Department of Orthopaedics, Golden Jubilee National Hospital, Clydebank, United Kingdom.
Department of Orthopaedics, Royal Infirmary of Edinburgh, Edinburgh, United Kingdom.
J Arthroplasty. 2019 May;34(5):939-946. doi: 10.1016/j.arth.2019.01.040. Epub 2019 Jan 24.
The incidence of revision total knee arthroplasty (TKA) is projected to increase 6-fold worldwide by 2030. As the number of younger, physically active revision TKA patients increases in future, understanding factors influencing postoperative function will be increasingly important to help counsel patients. The primary aim of this study was to examine factors influencing return to physical activity following revision TKA.
Patients who had undergone tibiofemoral revision between 2003 and 2013 at a single UK teaching hospital were retrospectively identified from a prospectively collected arthroplasty database. Preoperative activity level (University of California, Los Angeles [UCLA] score), patient demographics, indication, implant used, and Oxford Knee Scores (OKSs) were recorded in the database. At a mean follow-up of 3.9 years (standard deviation, 2.2), UCLA score, OKS, EuroQol-5 Dimension Score (EQ-5D), satisfaction, complications, and WORQ scores (Work, Osteoarthritis and Joint-Replacement Questionnaire) were sampled via postal questionnaire. Patient experience of complications and related surgery was also identified from healthcare records. Univariate and multivariate analyses were performed.

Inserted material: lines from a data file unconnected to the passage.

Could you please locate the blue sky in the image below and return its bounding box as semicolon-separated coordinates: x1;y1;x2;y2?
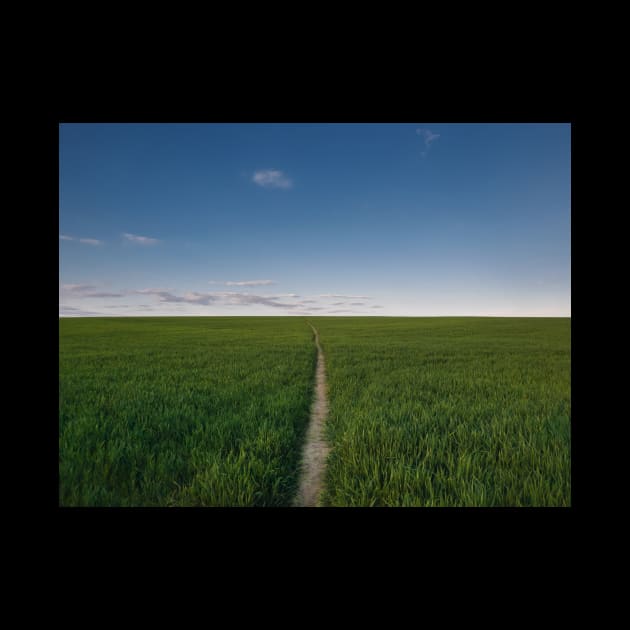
59;122;571;317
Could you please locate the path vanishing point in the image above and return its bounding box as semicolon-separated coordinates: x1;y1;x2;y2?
294;324;329;507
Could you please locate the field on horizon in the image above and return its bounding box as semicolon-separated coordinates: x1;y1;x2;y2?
59;317;571;507
316;317;571;507
59;317;316;506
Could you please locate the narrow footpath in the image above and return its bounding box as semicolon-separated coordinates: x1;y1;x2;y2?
294;324;329;507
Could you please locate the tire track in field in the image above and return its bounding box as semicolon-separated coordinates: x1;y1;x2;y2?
294;324;329;507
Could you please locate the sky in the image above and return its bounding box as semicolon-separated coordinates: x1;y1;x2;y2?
59;122;571;317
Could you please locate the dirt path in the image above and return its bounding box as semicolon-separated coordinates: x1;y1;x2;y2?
294;324;329;507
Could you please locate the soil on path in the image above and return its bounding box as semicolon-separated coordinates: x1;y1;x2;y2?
295;324;329;507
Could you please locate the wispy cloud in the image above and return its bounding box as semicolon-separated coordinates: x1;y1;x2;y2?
252;168;293;188
318;293;372;300
123;232;160;245
59;234;103;245
59;304;103;317
416;129;440;157
60;284;127;298
208;280;278;287
61;284;96;293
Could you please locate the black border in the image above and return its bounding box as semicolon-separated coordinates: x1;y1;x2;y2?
48;105;589;544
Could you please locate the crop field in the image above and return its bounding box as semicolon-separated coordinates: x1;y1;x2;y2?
315;318;571;506
59;317;571;507
59;317;316;506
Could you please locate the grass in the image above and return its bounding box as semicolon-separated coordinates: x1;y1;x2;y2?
312;318;571;506
59;317;316;506
59;317;571;506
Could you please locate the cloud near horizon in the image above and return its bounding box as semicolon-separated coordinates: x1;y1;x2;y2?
60;281;382;315
252;168;293;188
208;280;278;287
122;232;160;245
59;234;103;245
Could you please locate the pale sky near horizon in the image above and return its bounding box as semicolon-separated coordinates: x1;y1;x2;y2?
59;122;571;317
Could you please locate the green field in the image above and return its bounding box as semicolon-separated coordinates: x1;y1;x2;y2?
316;317;571;506
59;317;571;506
59;317;316;506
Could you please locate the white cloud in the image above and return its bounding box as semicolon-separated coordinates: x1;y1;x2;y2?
225;280;277;287
252;168;293;188
416;129;440;148
123;232;160;245
61;284;96;293
416;129;440;157
208;280;278;287
59;234;103;245
317;293;372;300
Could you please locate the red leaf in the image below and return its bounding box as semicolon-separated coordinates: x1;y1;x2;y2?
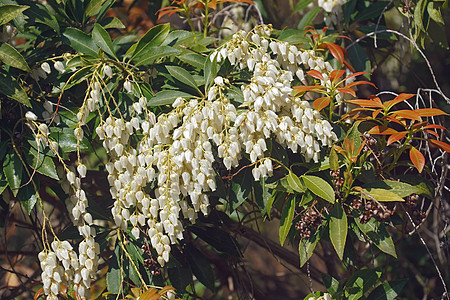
425;130;439;138
345;81;377;88
409;146;425;173
337;88;356;97
325;43;345;65
414;108;448;117
428;139;450;153
330;70;345;82
367;125;398;135
347;99;384;108
313;97;330;111
392;109;422;122
387;131;408;146
306;70;325;80
384;93;415;110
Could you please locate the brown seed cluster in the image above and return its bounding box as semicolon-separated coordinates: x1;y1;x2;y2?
350;199;394;224
141;243;161;276
295;206;322;239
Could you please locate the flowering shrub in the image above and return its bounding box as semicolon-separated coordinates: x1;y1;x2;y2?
0;1;450;299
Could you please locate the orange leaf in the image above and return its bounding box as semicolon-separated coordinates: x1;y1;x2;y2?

Responses were received from 112 revision TKAs (112 patients; mean age, 71 years). Mean UCLA activity scores improved from preoperative levels (P < .001): activity levels improved in 47% of patients with 58% engaging in moderate or more intensive activities (UCLA score ≥5). Postoperative activity level was independently predicted by male gender (P = .042) and preoperative UCLA score (P < .001). Increasing social deprivation was associated with inferior UCLA (P = .005), EQ-5D (P < .005), and OKS (P = .006) scores. Indication, implant type, and patient body mass index did not affect functional outcome or satisfaction (P > .05). Patients <65 years old were more likely to be dissatisfied (P = .009), and patients aged ≤55 years were more likely to report difficulties with WORQ criteria (P < .05).
Although 90% of patients maintain activity levels following revision TKA, less than half increase levels and this is predicted by male sex and pre-revision activity level.
预计到 2030 年,全球翻修全膝关节置换术(TKA)的发病率将增加 6 倍。随着未来越来越多的年轻、活跃的翻修 TKA 患者的出现,了解影响术后功能的因素将变得越来越重要,这有助于为患者提供咨询。本研究的主要目的是研究翻修 TKA 后恢复体力活动的影响因素。
从英国一家教学医院前瞻性收集的关节置换数据库中回顾性确定了 2003 年至 2013 年期间接受胫股翻修的患者。数据库中记录了术前活动水平(加利福尼亚大学洛杉矶分校[UCLA]评分)、患者人口统计学、适应证、植入物的使用情况和牛津膝关节评分(OKS)。在平均 3.9 年(标准差 2.2)的随访中,通过邮寄问卷调查了 UCLA 评分、OKS、欧洲五维健康量表(EQ-5D)评分、满意度、并发症和 WORQ 评分(工作、骨关节炎和关节置换问卷)。还从医疗记录中确定了患者对并发症和相关手术的体验。进行了单变量和多变量分析。
收到了 112 例翻修 TKA(112 例患者;平均年龄 71 岁)的回复。术前 UCLA 活动评分(P<.001):术后活动水平提高了 47%,其中 58%的患者参与了中等或更高强度的活动(UCLA 评分≥5)。术后活动水平独立预测因素为男性(P=.042)和术前 UCLA 评分(P<.001)。社会贫困程度增加与 UCLA(P=.005)、EQ-5D(P<.005)和 OKS(P=.006)评分降低相关。适应证、植入物类型和患者体重指数均未影响功能结果或满意度(P>.05)。<65 岁的患者更有可能不满意(P=.009),≤55 岁的患者更有可能报告 WORQ 标准存在困难(P<.05)。
尽管 90%的翻修 TKA 患者保持活动水平,但只有不到一半的患者增加了活动水平,这可由男性和术前活动水平预测。